[Gluster-devel] readdir() scalability (was Re: [RFC ] dictionary optimizations)

Xavier Hernandez xhernandez at datalab.es
Mon Sep 9 08:48:21 UTC 2013

Al 06/09/13 20:43, En/na Anand Avati ha escrit:
> On Fri, Sep 6, 2013 at 1:46 AM, Xavier Hernandez 
> <xhernandez at datalab.es <mailto:xhernandez at datalab.es>> wrote:
>     Al 04/09/13 18:10, En/na Anand Avati ha escrit:
>>     On Wed, Sep 4, 2013 at 6:37 AM, Xavier Hernandez
>>     <xhernandez at datalab.es <mailto:xhernandez at datalab.es>> wrote:
>>         Al 04/09/13 14:05, En/na Jeff Darcy ha escrit:
>>             On 09/04/2013 04:27 AM, Xavier Hernandez wrote:
>>                 I would also like to note that each node can store
>>                 multiple elements.
>>                 Current implementation creates a node for each byte
>>                 in the key. In my
>>                 implementation I only create a node if there is a
>>                 prefix coincidence between
>>                 2 or more keys. This reduces the number of nodes and
>>                 the number of
>>                 indirections.
>>             Whatever we do, we should try to make sure that the
>>             changes are profiled
>>             against real usage.  When I was making my own dict
>>             optimizations back in March
>>             of last year, I started by looking at how they're
>>             actually used. At that time,
>>             a significant majority of dictionaries contained just one
>>             item. That's why I
>>             only implemented a simple mechanism to pre-allocate the
>>             first data_pair instead
>>             of doing something more ambitious.  Even then, the
>>             difference in actual
>>             performance or CPU usage was barely measurable.  Dict
>>             usage has certainly
>>             changed since then, but I think you'd still be hard
>>             pressed to find a case
>>             where a single dict contains more than a handful of
>>             entries, and approaches
>>             that are optimized for dozens to hundreds might well
>>             perform worse than simple
>>             ones (e.g. because of cache aliasing or branch
>>             misprediction).
>>             If you're looking for other optimization opportunities
>>             that might provide even
>>             bigger "bang for the buck" then I suggest that
>>             stack-frame or frame->local
>>             allocations are a good place to start.  Or string copying
>>             in places like
>>             loc_copy.  Or the entire fd_ctx/inode_ctx subsystem.  Let
>>             me know and I'll come
>>             up with a few more.  To put a bit of a positive spin on
>>             things, the GlusterFS
>>             code offers many opportunities for improvement in terms
>>             of CPU and memory
>>             efficiency (though it's surprisingly still way better
>>             than Ceph in that regard).

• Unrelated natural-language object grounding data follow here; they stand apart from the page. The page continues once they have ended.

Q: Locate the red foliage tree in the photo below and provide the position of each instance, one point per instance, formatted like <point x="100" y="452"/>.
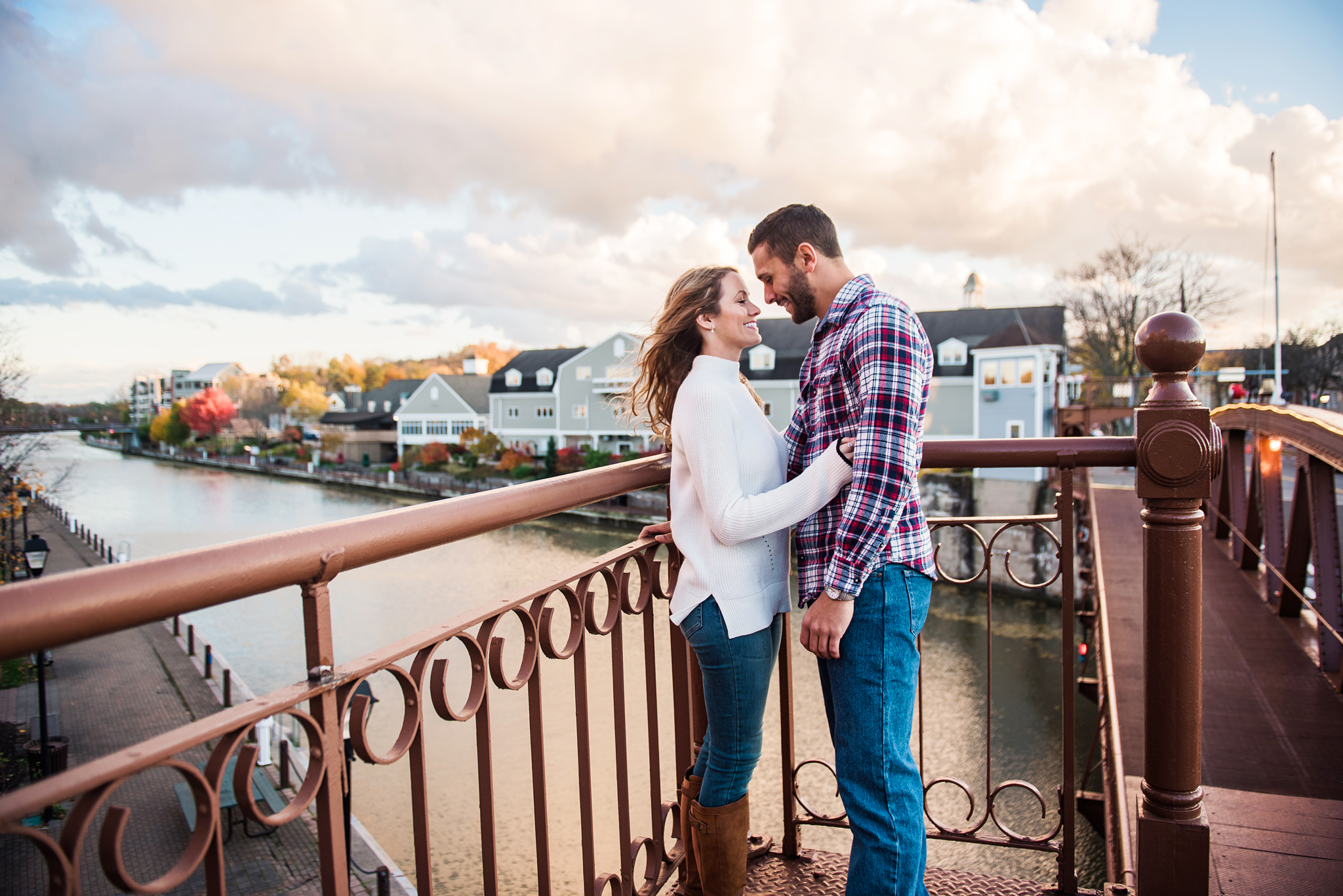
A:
<point x="209" y="412"/>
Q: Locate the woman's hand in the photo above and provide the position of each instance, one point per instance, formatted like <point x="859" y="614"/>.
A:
<point x="658" y="532"/>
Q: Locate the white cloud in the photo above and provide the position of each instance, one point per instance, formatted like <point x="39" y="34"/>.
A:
<point x="546" y="166"/>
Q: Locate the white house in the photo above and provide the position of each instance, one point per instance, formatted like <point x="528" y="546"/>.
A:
<point x="443" y="408"/>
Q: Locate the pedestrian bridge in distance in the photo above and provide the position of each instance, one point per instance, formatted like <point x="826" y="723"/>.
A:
<point x="1212" y="766"/>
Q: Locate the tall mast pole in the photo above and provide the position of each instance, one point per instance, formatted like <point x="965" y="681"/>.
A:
<point x="1277" y="330"/>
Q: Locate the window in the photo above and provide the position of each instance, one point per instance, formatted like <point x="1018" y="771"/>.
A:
<point x="952" y="352"/>
<point x="762" y="358"/>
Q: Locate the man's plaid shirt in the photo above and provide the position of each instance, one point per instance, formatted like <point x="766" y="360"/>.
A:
<point x="866" y="375"/>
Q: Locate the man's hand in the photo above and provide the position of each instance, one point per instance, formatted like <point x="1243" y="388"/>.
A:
<point x="824" y="625"/>
<point x="658" y="532"/>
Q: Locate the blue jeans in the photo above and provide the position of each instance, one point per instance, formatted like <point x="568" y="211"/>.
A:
<point x="736" y="683"/>
<point x="870" y="693"/>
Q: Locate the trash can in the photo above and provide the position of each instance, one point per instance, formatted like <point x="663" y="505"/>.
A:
<point x="58" y="750"/>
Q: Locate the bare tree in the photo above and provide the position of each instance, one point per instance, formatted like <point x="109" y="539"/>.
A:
<point x="1111" y="297"/>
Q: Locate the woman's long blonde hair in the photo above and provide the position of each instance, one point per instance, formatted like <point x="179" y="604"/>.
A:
<point x="669" y="351"/>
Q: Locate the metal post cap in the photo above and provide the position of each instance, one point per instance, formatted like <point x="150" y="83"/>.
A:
<point x="1170" y="343"/>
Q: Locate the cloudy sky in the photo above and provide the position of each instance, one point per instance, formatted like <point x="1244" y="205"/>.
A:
<point x="201" y="180"/>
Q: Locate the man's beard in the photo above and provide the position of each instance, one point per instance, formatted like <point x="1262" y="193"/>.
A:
<point x="802" y="300"/>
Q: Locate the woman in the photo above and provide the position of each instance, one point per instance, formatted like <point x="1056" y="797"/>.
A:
<point x="732" y="516"/>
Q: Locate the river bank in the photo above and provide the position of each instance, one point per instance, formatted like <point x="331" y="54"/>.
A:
<point x="642" y="512"/>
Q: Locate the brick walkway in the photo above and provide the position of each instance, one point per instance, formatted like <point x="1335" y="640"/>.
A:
<point x="116" y="691"/>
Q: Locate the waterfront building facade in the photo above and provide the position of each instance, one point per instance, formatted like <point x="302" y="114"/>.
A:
<point x="569" y="394"/>
<point x="443" y="408"/>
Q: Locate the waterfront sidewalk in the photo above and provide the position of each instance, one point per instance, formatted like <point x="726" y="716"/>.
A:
<point x="116" y="691"/>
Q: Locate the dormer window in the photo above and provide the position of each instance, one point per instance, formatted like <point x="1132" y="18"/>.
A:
<point x="762" y="358"/>
<point x="952" y="354"/>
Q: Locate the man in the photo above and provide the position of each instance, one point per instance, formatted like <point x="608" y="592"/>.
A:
<point x="865" y="564"/>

>>         Yes. The optimizations on dictionary structures are not a big
>>         improvement in the overall performance of GlusterFS. I tried
>>         it on a real situation and the benefit was only marginal.
>>         However I didn't test new features like an atomic lookup and
>>         remove if found (because I would have had to review all the
>>         code). I think this kind of functionalities could improve a
>>         bit more the results I obtained.
>>         However this is not the only reason to do these changes.
>>         While I've been writing code I've found that it's tedious to
>>         do some things just because there isn't such functions in
>>         dict_t. Some actions require multiple calls, having to check
>>         multiple errors and adding complexity and limiting
>>         readability of the code. Many of these situations could be
>>         solved using functions similar to what I proposed.
>>         On the other side, if dict_t must be truly considered a
>>         concurrent structure, there are a lot of race conditions that
>>         might appear when doing some operations. It would require a
>>         great effort to take care of all these possibilities
>>         everywhere. It would be better to pack most of these
>>         situations into functions inside the dict_t itself where it
>>         is easier to combine some operations.
>>         By the way, I've made some tests with multiple bricks and it
>>         seems that there is a clear speed loss on directory listings
>>         as the number of bricks increases. Since bricks should be
>>         independent and they can work in parallel, I didn't expected
>>         such a big performance degradation.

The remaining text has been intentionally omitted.